Remark: Until 2008 the IFSR Conversations were held in Fuschl, near Salzburg, and were known as the 'Fuschl Conversations'. In 2010 we changed to a more general name, covering potential different locations: 'IFSR Conversations'.
The most recent Conversations are documented in Proceedings of IFSR Conversations.
Information about the 2012 IFSR Conversation can be found under at
"next IFSR Conversations".

Why conversation and what form do they take?

The main reason for conversations as initiated by the IFSR was a dissatisfaction with the
conventional style of conferences: An individual writes a paper, has 20 minutes to present it and then 10 minutes of questions. After that the conference is virtually over for the individual. Clearly, this format is not the most effective way to progress in the exchange and development of ideas on pressing major issues.

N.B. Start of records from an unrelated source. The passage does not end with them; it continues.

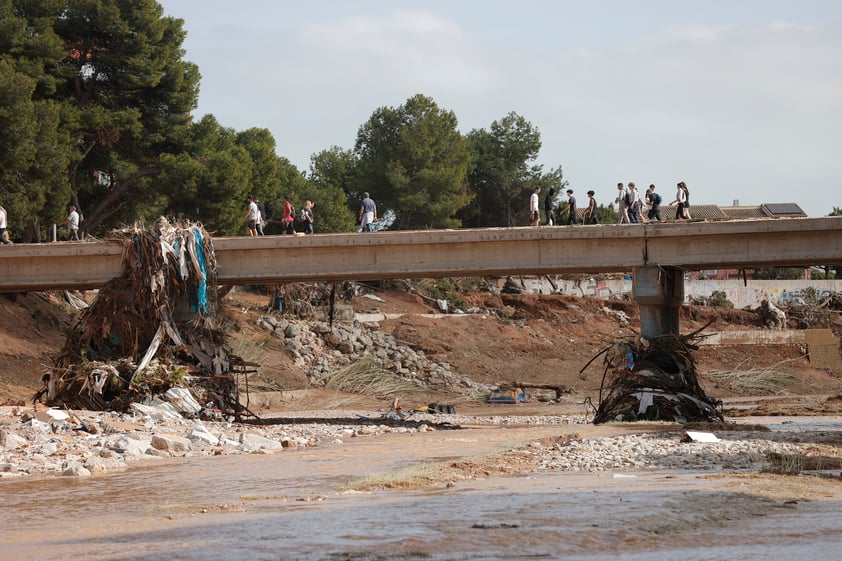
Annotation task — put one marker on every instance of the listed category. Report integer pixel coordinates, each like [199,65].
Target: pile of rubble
[654,380]
[150,332]
[79,443]
[321,349]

The experience we will have during the week at Fuschl is of quite a different nature. It is in the form of a conversation. Bela Banathy defined a conversation as follows: A Conversation is

  • a collectively guided disciplined inquiry,
  • an exploration of issues of social/societal significance,
  • engaged by scholarly practitioners in self-organized teams,
  • who select a theme for their conversation,
  • which is initiated in the course of a preparation phase that leads to an intensive learning

In the meantime some 45 Fuschl-type conversatons have been held in many places around the world.

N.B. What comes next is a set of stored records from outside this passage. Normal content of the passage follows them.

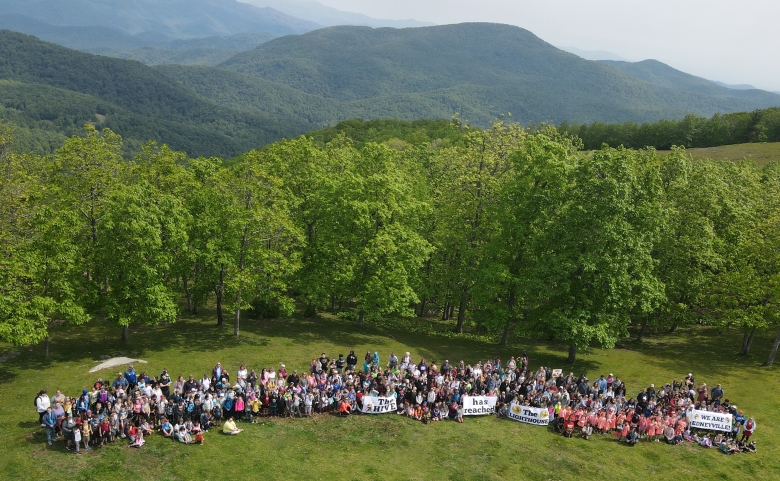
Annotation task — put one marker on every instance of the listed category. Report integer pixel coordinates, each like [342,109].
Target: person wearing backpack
[41,403]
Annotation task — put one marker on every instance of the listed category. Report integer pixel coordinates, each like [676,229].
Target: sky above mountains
[733,42]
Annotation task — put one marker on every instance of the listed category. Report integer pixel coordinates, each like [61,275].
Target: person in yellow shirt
[256,405]
[230,427]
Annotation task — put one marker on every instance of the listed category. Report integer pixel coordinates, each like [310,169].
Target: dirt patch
[8,356]
[115,361]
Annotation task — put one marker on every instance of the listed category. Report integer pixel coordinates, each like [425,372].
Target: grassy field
[383,447]
[761,153]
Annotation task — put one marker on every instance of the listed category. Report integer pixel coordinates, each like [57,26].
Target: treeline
[691,132]
[509,230]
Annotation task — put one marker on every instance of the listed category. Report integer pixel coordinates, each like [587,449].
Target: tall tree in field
[141,230]
[466,208]
[527,206]
[588,263]
[38,260]
[267,245]
[688,251]
[85,170]
[369,231]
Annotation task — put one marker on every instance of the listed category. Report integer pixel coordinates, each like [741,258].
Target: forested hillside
[55,89]
[502,230]
[480,70]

The first Fuschl conversation was held in 1980 in Fuschl. Fuschl is a beautiful, romantic little Austrian village on a small lake (Lake Fuschl) in lovely Salzkammergut, near Salzburg. It is surrounded by mountains of approx. 1600m height. In summer it is beaming with life and tourists, in March/April its is quiet and sleepy, a good place to speak, to listen and not to be disturbed by hectic, ightseeing tourists.

Traditionally each team participant provides an 'input paper' prior to coming to Fuschl. In Fuschl we will spend 5 days in intense discussion around our chosen themes based on the triggering questions. The discussion will within the individual teams and in plenary sessions. The participants follow a set of conversation rules that guide their action (they modify the rules according to their needs during the initial stage of the conversation). They document and share their findings, prepare a team report, and often additional reflection papers that present their own findings.

The IFSR publishes the outcome of the conversation in the form of proceedings (see Rules for the Fuschl Conversation, below). Members take their experience with them and apply what they have learned in their
own contexts of life. The conversation process never ends.

Proceedings of past IFSR Conversations are available:
Proceedings of IFSR Conversations


As the world becomes faster,

As the world becomes faster, face-to-face communications in a loosely structured agenda has proven to be effective for post-graduate learning — both at the level of individuals and in groups — in an unstructured / emergent way. A large degree of diversity people is helpful in evolving ongoing work, and generating new directions and collaborations.